Dutch UN envoy chased out of Crimea
The Dutch UN special envoy and secretary-general representative Robert Serry, who traveled to Crimea on Wednesday for negotiations, was threatened by armed men and chased away.
"The incident points out how serious the situation has become ", Serry told British tv network ITV before a hasty departure at the airport.
ITV Europe Editor, James Mates, traveled to Simferopol, to find that the Dutch diplomat was forced to take shelter in a coffee shop. On his Twitter account, Mates claims Serry was unharmed, but was being prevented from leaving by some men "in combat fatigues" outside. "Some wear pro Russia black and gold arm band."
— James Mates (@jamesmatesitv) March 5, 2014
Robert Serry was invited to visit a navy commander. "I can only say that I have admiration for the marines. They try to keep the essence and integrity of the country in check."
Shortly after his departure from the marines, unidentified men blocked his car. These men said they had special orders to bring him to the airport. Serry refused. They did not say where the orders came from.
Serry decided to stay in the car and see what happened. "My driver was dragged out of the car, armed people came in. I decided to get out and tried to stop a taxi, but the people who followed me made that impossible."
After some time, Serry walked across the street to a coffee shop. "Meanwhile I tried to make contact with people who would help me, including the press."
He was stuck in the coffee shop for an hour while armed men surrounded the place. After some time, Serry decided to end his mission in Crimea and go to the airport of his own accord, but he was met by angry pro-Russia protesters as he left the coffee shop. Police finally intervened and Serry was able to get into his car amidst a crowd of "Russia Russia" chants from the protesters.

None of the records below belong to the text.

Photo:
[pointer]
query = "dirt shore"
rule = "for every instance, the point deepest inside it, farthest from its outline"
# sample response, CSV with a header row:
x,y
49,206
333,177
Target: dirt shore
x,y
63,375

According to the ITV report, the protesters chanted "Crimea is Russian" as well as Russian President Vladimir Putin's name as Serry entered his vehicle.
In an exclusive interview, Serry admits that he "felt sorry for the locals caught up in the crisis" after witnessing how serious the situation in the region is.
Robert Serry has worked for the peace process in the Middle East since 2007. He was the first Dutch ambassador in Ukraine, and worked as crisis manager at NATO until 2005.
Minister of Foreign Affairs, Frans Timmermans, writes on Facebook that he has "respect and admiration" for Robert Serry. "Robert should just be able to do his job there and not be crossed by armed men who obviously can't offer the UN any respect."
Serry is unharmed, and was put on a flight. He arrived safely in the Turkish capital Istanbul, the NOS reports.
"It was an unnerving day", Serry told the NOS after lading in Istanbul. To the question what he was going to be doing in Istanbul, he answered: "I am going to the hotel and sleep in a bit."